Create first model

Introduction

Setting up a mizer model that agrees with observations used to be really difficult. That is not a surprise, because we have seen how all the species influence each other, as well as the resource, and how the reproduction rates of all species depend on the size spectra of all species and vice versa. So if you make changes in one corner of the model to make it agree with some observation, things change at another corner to mess things up again.

There are three dynamic processes in action in a mizer model at the same time: size-spectrum dynamics, reproduction dynamics and resource dynamics. These are fully interacting with each other, with feedback loops. So for example the resource spectrum depends on the consumption by fish, which depends on the fish size spectra, which depend on the fish growth rates, which depends on the resource spectrum. Similarly the reproduction rate depends on the number of mature fish and on their energy income, which depends among other things on the rate at which new individuals are recruited, which depends among other things on the reproduction rate. And all of these feedbacks depend on the model parameters that we are supposed to choose in a way that reproduces observed behaviour. It seems hopeless!

The way we have arrived at a simple process for the creation of a viable mizer model is to decouple the tuning of the size spectrum dynamics from the tuning of the reproduction dynamics and resource dynamics. So, initially we turn off reproduction dynamics and resource dynamics. We set the constant reproduction rate to a level that produces the observed biomasses and we set the constant resource spectrum according to observations or, in the absence of observations, we set it to a Sheldon power law. We then use the size spectrum dynamics on its own. The size spectrum usually quickly settles down to its steady state, so that we can interactively tune parameters to get the steady state to agree with observations.
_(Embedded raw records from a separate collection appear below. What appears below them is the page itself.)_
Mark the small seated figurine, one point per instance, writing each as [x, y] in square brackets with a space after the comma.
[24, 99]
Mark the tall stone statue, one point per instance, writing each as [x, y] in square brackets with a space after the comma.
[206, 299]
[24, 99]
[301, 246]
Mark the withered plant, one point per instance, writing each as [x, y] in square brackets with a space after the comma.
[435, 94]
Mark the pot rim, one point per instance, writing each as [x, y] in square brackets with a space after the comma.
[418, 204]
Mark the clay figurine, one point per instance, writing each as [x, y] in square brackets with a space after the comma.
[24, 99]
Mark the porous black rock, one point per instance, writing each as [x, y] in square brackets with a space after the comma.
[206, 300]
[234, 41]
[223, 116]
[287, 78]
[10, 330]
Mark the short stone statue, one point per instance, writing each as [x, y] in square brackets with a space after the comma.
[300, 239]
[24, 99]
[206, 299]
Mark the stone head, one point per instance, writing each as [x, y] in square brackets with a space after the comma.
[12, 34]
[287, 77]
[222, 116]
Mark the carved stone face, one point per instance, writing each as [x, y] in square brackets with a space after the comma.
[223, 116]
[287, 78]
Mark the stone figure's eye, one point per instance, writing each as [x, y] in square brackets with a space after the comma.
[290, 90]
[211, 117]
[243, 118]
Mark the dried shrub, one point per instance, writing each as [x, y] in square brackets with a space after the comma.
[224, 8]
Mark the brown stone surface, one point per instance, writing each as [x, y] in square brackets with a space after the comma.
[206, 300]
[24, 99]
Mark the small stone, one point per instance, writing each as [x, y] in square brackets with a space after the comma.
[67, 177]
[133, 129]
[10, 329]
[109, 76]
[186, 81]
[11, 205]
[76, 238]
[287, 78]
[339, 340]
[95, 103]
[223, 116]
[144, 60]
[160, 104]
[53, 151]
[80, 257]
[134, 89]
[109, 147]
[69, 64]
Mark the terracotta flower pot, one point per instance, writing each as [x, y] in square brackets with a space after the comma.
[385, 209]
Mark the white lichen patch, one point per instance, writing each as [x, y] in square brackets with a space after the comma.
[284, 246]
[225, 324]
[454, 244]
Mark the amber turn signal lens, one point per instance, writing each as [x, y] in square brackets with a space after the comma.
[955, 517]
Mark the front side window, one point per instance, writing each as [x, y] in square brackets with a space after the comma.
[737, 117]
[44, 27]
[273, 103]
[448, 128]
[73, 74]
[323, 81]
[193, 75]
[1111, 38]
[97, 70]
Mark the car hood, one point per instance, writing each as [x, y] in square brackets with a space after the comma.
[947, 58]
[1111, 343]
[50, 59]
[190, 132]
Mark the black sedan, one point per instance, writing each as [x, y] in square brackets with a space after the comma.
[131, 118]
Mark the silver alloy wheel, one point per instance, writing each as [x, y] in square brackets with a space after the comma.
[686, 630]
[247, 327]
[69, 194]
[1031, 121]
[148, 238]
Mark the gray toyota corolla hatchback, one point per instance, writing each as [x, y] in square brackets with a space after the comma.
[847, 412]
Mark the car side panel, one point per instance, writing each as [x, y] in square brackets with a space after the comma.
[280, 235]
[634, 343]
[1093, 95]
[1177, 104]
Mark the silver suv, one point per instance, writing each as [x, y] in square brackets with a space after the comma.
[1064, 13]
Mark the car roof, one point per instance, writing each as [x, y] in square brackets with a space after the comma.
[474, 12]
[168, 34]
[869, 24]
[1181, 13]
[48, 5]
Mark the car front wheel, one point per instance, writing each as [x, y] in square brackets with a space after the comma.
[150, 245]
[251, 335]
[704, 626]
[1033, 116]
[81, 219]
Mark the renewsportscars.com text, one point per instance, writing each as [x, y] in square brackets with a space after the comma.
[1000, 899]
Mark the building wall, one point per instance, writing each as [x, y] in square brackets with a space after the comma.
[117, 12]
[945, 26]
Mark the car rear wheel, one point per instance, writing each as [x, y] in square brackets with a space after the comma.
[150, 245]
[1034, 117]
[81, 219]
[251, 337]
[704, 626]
Once we are happy with the steady state of the model, we turn the reproduction and resource dynamics back on, but with parameter choices that do not modify the steady state of the size spectra in a now coupled system. We then have to tune the remaining parameters of the reproduction dynamics and resource dynamics to achieve the correct sensitivity of the system to perturbations away from its steady state. By separating tuning of the dynamics from the tuning of the steady state, the whole process becomes much more manageable.

We will concentrate on building models with the correct steady state for the next few tutorials and only later turn to tuning the behaviour away from steady state.

In this tutorial we will take the species parameters that we assembled in the previous tutorial and use the newMultispeciesParams() function to build a mizer model with them. We will let mizer choose most of the defaults and then adjust a few things so that the model has a steady state that has the observed species biomasses and growth rates. We will then do the fine-tuning in the following tutorials.

Now the creation of the mizer model is an 8-step process.

Step 0: Collect parameters

We did this in the previous tutorial. We now have a species parameter data frame, a species interaction matrix (optional) and a gear paramter data frame. So here we only need to read in those files.

celtic_species_params <- readRDS("celtic_species_params.rds")
celtic_gear_params <- read.csv("celtic_gear_params.csv")
celtic_interaction <- read.csv("celtic_interaction.csv", row.names = 1)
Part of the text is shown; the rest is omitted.